AGAMA DAN MASYARAKAT

Agama mempunyai peraturan yang mutlak berlaku bagi segenap manusia dan bangsa, dalam semua tempat dan waktu, yang dibuat oleh sang pencipta alam semesta sehingga peraturan yang dibuat-Nya betul-betul adil. Secara terperinci agama memiliki peranan yang bisa dilihat dari: aspek keagamaan (religius), kejiwaan (psikologis), kemasyarakatan (sosiologis), hakikat kemanusiaan (human nature), asal usulnya (antropologis) dan moral (ethics).

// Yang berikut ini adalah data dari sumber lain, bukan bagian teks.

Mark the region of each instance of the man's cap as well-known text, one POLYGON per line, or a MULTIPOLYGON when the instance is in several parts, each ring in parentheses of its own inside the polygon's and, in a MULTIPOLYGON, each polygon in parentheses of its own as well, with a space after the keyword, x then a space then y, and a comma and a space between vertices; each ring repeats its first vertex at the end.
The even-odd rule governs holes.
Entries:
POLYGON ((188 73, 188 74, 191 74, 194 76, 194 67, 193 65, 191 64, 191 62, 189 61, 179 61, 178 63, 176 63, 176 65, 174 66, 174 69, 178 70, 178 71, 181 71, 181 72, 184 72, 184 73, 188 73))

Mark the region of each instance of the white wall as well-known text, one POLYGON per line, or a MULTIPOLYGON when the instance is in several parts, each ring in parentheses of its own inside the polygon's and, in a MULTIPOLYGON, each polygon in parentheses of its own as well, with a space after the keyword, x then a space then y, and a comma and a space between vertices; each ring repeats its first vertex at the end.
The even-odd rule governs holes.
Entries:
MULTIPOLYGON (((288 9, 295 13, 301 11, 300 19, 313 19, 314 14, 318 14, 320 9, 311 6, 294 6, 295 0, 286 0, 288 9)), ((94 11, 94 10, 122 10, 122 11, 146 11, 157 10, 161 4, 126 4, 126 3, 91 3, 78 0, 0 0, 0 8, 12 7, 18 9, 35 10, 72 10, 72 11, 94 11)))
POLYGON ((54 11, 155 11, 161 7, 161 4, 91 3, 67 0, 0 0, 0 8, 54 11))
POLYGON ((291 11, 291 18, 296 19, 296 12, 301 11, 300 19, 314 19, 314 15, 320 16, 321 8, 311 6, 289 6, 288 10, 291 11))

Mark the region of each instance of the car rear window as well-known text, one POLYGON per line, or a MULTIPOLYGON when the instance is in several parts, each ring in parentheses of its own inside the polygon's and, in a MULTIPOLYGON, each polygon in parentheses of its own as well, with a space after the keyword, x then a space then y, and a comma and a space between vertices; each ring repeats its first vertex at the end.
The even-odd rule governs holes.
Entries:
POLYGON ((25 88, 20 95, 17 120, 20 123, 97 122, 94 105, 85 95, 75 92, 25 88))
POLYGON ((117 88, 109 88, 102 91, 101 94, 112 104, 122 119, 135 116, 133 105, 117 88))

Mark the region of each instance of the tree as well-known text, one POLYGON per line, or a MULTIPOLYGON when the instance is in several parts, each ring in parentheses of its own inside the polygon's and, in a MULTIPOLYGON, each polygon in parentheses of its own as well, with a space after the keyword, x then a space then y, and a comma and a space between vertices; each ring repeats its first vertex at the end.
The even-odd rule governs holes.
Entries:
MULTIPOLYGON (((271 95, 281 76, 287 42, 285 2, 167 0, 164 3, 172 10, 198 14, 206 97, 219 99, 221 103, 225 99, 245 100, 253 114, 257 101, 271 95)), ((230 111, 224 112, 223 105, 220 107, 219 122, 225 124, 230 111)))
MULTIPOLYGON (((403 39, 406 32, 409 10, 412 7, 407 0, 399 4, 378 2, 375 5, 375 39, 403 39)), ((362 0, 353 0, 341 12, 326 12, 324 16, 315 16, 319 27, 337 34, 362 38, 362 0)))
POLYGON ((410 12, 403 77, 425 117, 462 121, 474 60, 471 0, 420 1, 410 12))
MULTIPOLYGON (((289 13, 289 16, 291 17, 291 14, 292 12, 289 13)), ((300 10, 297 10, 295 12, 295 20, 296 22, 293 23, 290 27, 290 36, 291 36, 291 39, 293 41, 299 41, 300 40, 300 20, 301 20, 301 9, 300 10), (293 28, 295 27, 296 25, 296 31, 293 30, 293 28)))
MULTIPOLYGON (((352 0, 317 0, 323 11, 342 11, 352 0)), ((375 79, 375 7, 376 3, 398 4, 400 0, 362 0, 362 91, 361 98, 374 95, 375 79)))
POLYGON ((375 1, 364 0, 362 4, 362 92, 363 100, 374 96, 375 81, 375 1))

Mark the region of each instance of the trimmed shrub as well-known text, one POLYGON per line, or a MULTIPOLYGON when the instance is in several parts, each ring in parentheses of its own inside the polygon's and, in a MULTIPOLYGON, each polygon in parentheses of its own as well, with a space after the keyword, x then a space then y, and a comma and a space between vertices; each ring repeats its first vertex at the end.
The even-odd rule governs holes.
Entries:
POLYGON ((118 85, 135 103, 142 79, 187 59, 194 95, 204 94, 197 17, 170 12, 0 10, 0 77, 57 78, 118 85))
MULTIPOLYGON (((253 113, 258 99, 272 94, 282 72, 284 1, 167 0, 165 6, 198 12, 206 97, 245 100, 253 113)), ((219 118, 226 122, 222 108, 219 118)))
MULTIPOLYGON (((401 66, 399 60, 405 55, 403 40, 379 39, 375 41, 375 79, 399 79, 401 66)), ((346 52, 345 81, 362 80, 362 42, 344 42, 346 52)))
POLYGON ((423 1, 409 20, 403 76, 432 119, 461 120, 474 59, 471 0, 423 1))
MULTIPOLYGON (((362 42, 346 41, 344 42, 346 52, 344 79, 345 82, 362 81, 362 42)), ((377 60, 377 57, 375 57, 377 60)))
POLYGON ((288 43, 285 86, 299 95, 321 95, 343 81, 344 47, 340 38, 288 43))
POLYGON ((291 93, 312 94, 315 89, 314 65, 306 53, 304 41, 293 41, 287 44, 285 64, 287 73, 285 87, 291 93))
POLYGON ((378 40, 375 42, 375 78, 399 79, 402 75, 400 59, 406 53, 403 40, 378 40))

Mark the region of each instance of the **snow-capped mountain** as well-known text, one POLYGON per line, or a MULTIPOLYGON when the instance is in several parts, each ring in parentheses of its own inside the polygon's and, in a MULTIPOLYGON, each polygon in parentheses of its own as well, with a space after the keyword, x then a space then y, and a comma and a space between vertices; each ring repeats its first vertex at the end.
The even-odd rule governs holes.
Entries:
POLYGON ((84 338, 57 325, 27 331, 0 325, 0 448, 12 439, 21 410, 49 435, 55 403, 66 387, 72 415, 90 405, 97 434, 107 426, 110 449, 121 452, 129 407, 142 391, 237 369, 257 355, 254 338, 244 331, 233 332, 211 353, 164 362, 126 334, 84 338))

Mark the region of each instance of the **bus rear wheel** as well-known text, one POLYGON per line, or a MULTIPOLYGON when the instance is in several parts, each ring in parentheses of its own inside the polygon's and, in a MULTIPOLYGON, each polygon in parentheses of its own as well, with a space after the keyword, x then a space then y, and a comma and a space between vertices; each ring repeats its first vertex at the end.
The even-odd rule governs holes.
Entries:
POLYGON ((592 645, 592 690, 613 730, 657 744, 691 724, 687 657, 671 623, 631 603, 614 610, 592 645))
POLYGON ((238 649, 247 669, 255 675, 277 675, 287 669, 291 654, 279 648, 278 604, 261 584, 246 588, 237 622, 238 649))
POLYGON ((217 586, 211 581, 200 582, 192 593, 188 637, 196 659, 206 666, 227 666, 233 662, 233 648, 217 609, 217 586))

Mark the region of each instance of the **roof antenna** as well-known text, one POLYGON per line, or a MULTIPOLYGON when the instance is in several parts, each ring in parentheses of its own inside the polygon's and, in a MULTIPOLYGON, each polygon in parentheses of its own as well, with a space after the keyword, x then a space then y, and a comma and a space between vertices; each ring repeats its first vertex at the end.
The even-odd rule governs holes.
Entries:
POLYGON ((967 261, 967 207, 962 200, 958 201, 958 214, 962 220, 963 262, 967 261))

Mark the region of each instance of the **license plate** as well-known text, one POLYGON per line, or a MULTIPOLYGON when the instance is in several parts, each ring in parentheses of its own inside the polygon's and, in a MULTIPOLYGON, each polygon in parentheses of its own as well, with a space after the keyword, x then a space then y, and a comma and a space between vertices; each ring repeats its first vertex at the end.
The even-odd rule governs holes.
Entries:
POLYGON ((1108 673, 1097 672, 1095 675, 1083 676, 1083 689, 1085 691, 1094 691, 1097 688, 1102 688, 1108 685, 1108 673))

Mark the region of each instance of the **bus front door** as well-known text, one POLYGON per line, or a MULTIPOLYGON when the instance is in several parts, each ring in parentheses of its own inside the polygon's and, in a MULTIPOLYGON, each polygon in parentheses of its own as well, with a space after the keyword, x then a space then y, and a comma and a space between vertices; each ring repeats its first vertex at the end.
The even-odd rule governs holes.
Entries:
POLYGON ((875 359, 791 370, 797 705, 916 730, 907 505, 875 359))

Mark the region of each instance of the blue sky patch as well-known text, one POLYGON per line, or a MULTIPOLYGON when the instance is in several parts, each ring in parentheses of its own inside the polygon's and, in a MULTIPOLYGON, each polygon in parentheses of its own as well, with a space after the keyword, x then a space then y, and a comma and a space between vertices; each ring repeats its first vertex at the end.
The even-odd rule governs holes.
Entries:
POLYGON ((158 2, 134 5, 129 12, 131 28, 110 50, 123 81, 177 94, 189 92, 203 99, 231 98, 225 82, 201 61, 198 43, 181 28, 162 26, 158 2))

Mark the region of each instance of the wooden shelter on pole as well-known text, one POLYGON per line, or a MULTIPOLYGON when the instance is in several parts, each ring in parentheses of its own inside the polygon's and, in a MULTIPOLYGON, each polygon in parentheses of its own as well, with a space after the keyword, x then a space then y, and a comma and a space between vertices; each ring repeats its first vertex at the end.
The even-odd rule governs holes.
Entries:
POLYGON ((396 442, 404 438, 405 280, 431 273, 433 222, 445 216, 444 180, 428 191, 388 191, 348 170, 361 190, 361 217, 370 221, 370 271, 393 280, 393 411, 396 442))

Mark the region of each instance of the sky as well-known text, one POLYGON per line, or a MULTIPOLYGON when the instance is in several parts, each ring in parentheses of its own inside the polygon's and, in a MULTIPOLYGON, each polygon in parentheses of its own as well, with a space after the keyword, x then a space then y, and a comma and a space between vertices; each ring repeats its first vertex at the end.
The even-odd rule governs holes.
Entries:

Namun apabila agama dipahami sebatas apa yang tertulis dalam teks kitab suci, maka yang muncul adalah pandangan keagamaan yang literalis, yang menolak sikap kritis terhadap teks dan interpretasinya serta menegasikan perkembangan historis dan sosiologis. Sebaliknya, jika bahasa agama dipahami bukan sekedar sebagai explanative and descriptive language, tetapi juga syarat dengan performatif dan expresif language, maka agama akan disikapi secara dinamis dan kontekstual sesuai dengan persoalan dan kenyataan yang ada dalam kehidupan manusia yang terus berkembang. Setiap agama memiliki watak transformatif, berusaha menanamkan nilai baru dan mengganti nilai-nilai agama lama yang bertentangan dengan ajaran agama.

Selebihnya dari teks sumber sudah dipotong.